I think one of the biggest differences between Republicans and Democrats (beside, apparently, gun ownership) is that Republicans tend to worry about making the world safe for successful people, while Democrats are a little more worried about making the lives of unsuccessful people not so crushingly terrible. I’m not talking about specific policies, so much as I’m talking about attitudes. In broad strokes, Republicans want people to pull themselves up by their bootstraps, and Democrats are worried about the people who don’t have any boots.
What I just said above isn’t a new idea, but I think that kind of dichotomy is playing out in responses to the legal job market, somewhat regardless of party affiliation. There is one group of people who are a little more concerned with how a young graduate can make it in these challenging times, and there is another group of people who are more worried about the masses of people who won’t “make it.” Unlike national politics, I don’t think there are obviously right and wrong perspectives on this, I just think that it’s more useful to focus on the structural problems that cause so many to fail, as opposed to the happy circumstances that lead a few to succeed.
It’s not going to surprise anybody that a prominent conservative commentator, Ted Frank, has a different perspective than I do….
Over on Point of Law, Frank wrote a piece today telling recent law grads to stop “whining,” and start going out there and making some opportunities for themselves.
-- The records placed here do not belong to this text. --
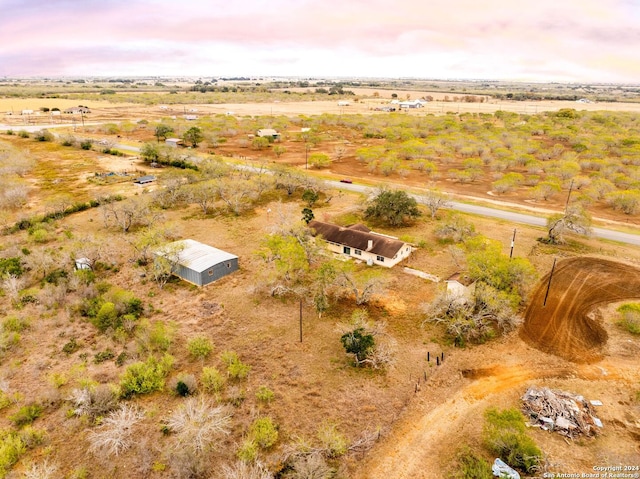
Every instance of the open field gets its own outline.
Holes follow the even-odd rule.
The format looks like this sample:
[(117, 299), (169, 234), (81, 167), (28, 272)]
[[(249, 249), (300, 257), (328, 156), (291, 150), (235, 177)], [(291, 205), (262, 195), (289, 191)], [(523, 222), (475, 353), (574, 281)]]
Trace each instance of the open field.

After listing some examples from his own personal experience, Frank says this:
Your career ideas don’t have to be my ideas. You went to law school for a reason; find a cause you love, and advocate for it, and, to the extent it’s not entirely crazy, the money will follow; even if it doesn’t, you’ll be happier….
But stop whining. The minute you become a member of the bar, you’re a member of a cartel that permits extraordinary rents. And with 21st-century technology, you don’t need a lot of help to make it out on your own.
Yeah, the problem is that “the reason” most people went to law school was “money.” The “cause” most people signed up for was “risk-averse earning potential.” Frank is essentially telling a group of mercenaries to find a cause they believe in and fight for free for a time, and then the money will come. And it’d be great advice except for that fact that most mercenaries didn’t get into the business for a cause, they’re in it for the cash.
Look, if the majority of young law graduates had the entrepreneurial spirit to start their own thing, they’d have gone to business school, not law school. And recent grads that do have that kind of spirit are out there doing pretty much what Frank suggests. They’re not sitting around waiting for advice, they’re out there making it happen.
And I applaud them.
But for everybody else, for the so-called “whiners,” plotting a course from “I’m a member of a cartel” to “I can charge extraordinary rents” isn’t as easy as it sounds. Not everybody has the skills to start their own business, and it’s not like law school spends a lot of time — or any time whatsoever — teaching and training people in the art of making money with a J.D. Heck, there are hard-working, incredibly intelligent partners at law firms who have no freaking clue how to market themselves or their legal expertise. We call them “service partners,” and they’d probably be working for the hourly rates of an SAT tutor if it weren’t for “rainmakers” with business savvy who know how best to turn talent into money.
Scraping clients together is hard, not everybody knows how to do it, and law schools aren’t teaching people.
It’s easy to give anecdotes about other people who have made it. Some people always make it, and some people are going to fail no matter what you do for them. But in the middle, where most people live, the difference between success and failure is not the difference between whining and doing. If you really want to unleash the power of a generation of recent lawyers, you have to do the things that inspire creativity and entrepreneurship, instead of the things that reduce the flexibility of young people and recent graduates.
You can live in Ted Frank’s world, where people “whine” and “complain” too much, and thus assume that individuals are the architects of their own failure. Or you can live in my world where there are structural and institutional problems which hold people back who desperately want to succeed. Neither viewpoint is mutually exclusive, but I feel like it’s more important to make sure that people aren’t hobbled before we start yelling at them to run faster.